Le bandit est entretenu par l’esthétisme capitalisé, le flic presque clochardisé survit au fil des rues, avec des tonnes d’heures de sommeil à récupérer. Popeye et Buddy Russo sont élevés à la dure, par tous les temps sur le terrain, frôlant à chaque instant la bavure.
Inspiré d’un fait réel (un célèbre présentateur de télévision française des années soixante, Jacques Angelvin fut impliqué dans un trafic de drogue), French connection est un film sur le mal évoluant dans une mégapole gigantesque, tout est permis que ce soit dans un camp ou dans l’autre. La cultissime scène de la poursuite du métro aérien est presque apocalyptique par son côté déconnecté de tout principe.

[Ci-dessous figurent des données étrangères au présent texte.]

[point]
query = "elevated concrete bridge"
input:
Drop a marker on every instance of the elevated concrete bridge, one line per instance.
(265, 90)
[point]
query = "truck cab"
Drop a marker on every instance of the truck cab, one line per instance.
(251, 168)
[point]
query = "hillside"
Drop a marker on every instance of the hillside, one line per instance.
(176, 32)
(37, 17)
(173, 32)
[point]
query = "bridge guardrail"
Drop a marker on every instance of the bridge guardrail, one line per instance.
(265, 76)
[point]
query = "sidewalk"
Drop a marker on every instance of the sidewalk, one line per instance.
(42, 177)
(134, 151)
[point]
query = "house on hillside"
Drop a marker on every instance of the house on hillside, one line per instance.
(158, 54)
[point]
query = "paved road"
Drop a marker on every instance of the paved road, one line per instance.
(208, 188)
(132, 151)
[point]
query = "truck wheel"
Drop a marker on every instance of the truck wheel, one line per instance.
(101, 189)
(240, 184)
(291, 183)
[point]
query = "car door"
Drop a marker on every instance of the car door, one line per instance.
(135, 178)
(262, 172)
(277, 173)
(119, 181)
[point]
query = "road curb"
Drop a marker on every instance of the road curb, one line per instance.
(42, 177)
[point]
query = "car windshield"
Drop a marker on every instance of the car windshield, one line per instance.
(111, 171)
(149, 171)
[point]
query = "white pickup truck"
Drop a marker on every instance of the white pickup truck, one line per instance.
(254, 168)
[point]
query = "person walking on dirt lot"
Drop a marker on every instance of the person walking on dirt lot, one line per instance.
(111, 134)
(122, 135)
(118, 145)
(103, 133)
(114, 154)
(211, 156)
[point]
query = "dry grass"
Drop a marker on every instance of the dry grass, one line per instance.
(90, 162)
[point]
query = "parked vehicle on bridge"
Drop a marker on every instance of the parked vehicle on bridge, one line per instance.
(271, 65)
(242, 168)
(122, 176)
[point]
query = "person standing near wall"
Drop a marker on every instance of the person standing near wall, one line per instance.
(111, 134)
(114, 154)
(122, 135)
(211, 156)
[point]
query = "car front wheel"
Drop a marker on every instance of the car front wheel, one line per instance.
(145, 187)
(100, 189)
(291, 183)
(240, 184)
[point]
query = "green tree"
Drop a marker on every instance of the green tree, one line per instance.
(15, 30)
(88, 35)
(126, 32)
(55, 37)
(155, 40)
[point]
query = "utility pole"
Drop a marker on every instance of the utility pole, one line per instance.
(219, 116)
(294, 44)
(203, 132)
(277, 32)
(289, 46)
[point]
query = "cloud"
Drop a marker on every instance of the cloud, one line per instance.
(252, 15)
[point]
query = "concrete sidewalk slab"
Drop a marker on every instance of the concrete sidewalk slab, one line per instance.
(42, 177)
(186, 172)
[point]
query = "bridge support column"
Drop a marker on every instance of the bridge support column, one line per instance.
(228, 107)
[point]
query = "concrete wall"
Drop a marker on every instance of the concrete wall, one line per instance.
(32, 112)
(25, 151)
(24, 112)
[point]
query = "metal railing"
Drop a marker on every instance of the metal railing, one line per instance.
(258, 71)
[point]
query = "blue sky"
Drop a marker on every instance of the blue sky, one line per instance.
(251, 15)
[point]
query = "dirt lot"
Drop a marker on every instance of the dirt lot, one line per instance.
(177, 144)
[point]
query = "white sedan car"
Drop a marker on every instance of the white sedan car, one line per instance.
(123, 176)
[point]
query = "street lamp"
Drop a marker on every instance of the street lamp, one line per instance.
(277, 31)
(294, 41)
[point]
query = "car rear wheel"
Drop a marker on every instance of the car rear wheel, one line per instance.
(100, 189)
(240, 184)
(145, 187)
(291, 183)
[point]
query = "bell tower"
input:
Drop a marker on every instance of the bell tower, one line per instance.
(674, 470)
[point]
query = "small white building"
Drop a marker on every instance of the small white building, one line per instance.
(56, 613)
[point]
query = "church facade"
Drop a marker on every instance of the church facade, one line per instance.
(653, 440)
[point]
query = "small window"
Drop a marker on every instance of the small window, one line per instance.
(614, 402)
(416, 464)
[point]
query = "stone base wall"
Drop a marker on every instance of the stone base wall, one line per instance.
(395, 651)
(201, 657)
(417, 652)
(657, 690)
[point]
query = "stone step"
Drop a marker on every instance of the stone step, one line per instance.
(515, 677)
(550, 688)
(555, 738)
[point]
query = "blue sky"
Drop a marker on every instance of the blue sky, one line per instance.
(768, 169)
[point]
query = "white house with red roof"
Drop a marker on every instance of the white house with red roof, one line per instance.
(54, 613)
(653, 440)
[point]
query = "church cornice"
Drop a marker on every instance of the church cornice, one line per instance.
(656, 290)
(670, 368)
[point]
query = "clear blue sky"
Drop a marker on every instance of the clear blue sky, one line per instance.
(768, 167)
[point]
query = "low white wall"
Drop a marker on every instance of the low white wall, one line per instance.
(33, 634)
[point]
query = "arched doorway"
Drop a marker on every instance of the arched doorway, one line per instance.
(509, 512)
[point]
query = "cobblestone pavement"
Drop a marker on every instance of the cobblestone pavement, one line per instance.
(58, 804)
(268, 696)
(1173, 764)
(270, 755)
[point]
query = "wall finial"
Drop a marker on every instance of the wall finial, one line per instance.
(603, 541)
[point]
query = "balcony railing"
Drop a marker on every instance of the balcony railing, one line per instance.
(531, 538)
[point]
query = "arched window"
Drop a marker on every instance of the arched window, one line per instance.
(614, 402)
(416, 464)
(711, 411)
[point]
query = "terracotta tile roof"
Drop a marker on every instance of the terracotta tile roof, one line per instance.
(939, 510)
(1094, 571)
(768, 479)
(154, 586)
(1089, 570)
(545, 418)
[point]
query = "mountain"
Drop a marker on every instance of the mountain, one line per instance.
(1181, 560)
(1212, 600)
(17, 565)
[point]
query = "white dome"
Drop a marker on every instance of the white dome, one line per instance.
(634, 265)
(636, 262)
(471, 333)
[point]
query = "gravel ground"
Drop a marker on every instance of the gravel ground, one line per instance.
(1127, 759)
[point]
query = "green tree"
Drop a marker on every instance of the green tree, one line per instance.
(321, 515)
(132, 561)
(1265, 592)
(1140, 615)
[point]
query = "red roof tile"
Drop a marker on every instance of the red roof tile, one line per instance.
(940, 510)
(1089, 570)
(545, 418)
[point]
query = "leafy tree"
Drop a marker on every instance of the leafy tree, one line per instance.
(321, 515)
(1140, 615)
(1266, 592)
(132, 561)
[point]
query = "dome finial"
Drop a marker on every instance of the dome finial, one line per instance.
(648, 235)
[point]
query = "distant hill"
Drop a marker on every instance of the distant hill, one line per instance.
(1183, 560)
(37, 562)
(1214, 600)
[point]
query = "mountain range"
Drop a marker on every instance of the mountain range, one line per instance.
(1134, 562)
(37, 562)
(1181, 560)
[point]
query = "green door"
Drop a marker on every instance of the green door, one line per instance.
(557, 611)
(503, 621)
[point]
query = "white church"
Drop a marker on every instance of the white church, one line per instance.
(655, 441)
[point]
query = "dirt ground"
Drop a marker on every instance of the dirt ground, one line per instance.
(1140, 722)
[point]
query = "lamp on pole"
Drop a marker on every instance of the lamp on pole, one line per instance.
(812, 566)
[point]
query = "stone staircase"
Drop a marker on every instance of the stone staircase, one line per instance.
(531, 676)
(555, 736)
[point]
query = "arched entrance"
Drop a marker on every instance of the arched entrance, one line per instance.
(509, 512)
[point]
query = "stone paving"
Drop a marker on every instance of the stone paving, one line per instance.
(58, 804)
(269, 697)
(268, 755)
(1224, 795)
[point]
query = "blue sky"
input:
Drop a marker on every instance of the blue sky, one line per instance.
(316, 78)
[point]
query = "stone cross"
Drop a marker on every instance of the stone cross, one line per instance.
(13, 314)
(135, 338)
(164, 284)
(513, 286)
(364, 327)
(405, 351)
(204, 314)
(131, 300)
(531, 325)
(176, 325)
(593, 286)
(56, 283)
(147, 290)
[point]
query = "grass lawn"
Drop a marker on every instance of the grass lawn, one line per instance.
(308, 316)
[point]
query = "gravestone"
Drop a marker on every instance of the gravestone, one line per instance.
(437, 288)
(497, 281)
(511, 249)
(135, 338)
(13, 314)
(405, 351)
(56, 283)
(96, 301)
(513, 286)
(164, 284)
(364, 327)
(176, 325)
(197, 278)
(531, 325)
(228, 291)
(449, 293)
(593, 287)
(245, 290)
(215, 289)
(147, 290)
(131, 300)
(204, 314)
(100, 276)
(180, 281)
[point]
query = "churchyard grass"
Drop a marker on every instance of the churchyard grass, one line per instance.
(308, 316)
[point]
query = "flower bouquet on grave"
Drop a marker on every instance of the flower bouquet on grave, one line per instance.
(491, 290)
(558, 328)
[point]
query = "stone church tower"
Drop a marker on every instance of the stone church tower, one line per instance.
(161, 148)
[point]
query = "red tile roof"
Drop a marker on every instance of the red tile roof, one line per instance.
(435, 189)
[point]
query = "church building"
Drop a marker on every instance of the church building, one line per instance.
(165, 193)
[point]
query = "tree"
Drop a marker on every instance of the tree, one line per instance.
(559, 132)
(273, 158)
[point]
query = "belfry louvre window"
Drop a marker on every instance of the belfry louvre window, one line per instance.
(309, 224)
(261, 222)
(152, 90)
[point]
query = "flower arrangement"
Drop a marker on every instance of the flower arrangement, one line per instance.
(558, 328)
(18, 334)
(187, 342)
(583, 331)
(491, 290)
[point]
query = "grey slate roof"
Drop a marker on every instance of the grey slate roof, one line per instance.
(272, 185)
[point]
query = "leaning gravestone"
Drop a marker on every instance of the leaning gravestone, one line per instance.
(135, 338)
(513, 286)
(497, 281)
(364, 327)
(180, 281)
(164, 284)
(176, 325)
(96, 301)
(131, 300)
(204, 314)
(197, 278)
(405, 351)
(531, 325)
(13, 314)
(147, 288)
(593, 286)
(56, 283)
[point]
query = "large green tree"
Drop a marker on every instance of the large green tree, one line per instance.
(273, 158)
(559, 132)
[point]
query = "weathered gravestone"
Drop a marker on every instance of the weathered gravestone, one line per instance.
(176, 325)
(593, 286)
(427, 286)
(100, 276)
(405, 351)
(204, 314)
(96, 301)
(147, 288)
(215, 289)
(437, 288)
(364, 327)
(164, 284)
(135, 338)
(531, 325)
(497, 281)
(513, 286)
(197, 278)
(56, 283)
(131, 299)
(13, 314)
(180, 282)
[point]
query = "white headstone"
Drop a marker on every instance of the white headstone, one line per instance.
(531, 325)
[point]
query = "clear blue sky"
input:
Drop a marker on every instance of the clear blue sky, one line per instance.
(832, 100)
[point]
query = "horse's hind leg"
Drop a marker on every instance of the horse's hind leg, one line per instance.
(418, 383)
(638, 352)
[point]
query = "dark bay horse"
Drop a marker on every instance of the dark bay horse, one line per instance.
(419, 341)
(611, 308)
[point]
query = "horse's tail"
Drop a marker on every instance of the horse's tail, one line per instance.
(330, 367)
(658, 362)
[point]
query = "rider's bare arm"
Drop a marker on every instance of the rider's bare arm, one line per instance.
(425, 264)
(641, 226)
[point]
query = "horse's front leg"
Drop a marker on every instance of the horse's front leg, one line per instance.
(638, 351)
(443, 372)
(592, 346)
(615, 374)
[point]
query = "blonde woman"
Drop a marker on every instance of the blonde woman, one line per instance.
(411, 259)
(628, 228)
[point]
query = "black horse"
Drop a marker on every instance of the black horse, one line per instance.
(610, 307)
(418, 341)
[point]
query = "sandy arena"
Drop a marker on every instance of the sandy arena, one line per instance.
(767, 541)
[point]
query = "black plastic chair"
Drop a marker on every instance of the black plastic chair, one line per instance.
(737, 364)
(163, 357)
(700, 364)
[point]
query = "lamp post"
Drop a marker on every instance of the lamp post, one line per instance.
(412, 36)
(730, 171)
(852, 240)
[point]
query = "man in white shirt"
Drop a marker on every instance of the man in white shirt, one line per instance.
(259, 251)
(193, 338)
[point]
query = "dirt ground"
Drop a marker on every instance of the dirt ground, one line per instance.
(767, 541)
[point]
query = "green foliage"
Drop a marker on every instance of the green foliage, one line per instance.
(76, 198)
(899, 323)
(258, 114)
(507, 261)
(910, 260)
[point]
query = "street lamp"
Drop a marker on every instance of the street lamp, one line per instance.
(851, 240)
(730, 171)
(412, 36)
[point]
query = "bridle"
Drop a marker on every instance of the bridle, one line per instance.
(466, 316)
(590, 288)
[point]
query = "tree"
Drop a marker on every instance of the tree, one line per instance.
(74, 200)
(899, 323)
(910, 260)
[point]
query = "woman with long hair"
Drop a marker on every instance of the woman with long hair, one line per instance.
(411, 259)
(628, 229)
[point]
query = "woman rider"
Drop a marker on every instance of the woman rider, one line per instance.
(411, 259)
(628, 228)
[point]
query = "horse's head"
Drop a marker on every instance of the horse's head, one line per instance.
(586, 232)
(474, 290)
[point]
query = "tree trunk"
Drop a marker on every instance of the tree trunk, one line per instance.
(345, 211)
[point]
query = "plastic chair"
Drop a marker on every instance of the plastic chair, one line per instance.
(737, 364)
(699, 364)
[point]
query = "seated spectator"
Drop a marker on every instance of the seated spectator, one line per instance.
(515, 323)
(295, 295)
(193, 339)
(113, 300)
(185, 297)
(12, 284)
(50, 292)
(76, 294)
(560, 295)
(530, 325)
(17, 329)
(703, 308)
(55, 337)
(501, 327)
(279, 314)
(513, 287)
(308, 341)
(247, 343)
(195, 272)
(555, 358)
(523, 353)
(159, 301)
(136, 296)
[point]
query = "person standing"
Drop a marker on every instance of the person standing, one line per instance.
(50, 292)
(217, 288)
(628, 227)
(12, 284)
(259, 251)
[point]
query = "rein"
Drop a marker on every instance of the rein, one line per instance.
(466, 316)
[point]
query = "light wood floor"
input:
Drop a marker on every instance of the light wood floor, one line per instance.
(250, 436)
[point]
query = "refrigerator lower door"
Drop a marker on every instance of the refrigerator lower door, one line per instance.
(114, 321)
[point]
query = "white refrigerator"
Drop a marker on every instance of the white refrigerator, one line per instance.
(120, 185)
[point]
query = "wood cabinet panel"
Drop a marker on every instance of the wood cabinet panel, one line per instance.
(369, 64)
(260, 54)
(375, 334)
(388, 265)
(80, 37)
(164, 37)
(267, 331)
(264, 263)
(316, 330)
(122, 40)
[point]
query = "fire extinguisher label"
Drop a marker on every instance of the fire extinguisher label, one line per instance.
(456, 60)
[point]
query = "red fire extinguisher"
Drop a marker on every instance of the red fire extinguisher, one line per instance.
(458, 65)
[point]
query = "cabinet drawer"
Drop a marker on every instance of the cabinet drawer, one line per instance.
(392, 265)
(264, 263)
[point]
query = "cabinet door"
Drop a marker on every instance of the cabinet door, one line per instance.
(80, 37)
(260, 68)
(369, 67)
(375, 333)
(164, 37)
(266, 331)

Le flic affamé et frigorifié devient dangereux, ses méthodes adoptent un concept darwinien[réf. nécessaire]. Elles évoluent en fonction de l’environnement de brousse côtoyé. Le trafiquant dans un premier temps semble mieux loti, dans des procédures appliquées à la lettre, il fait de l'argent.
French connection amorce la refonte du nouveau flic moderne[réf. nécessaire].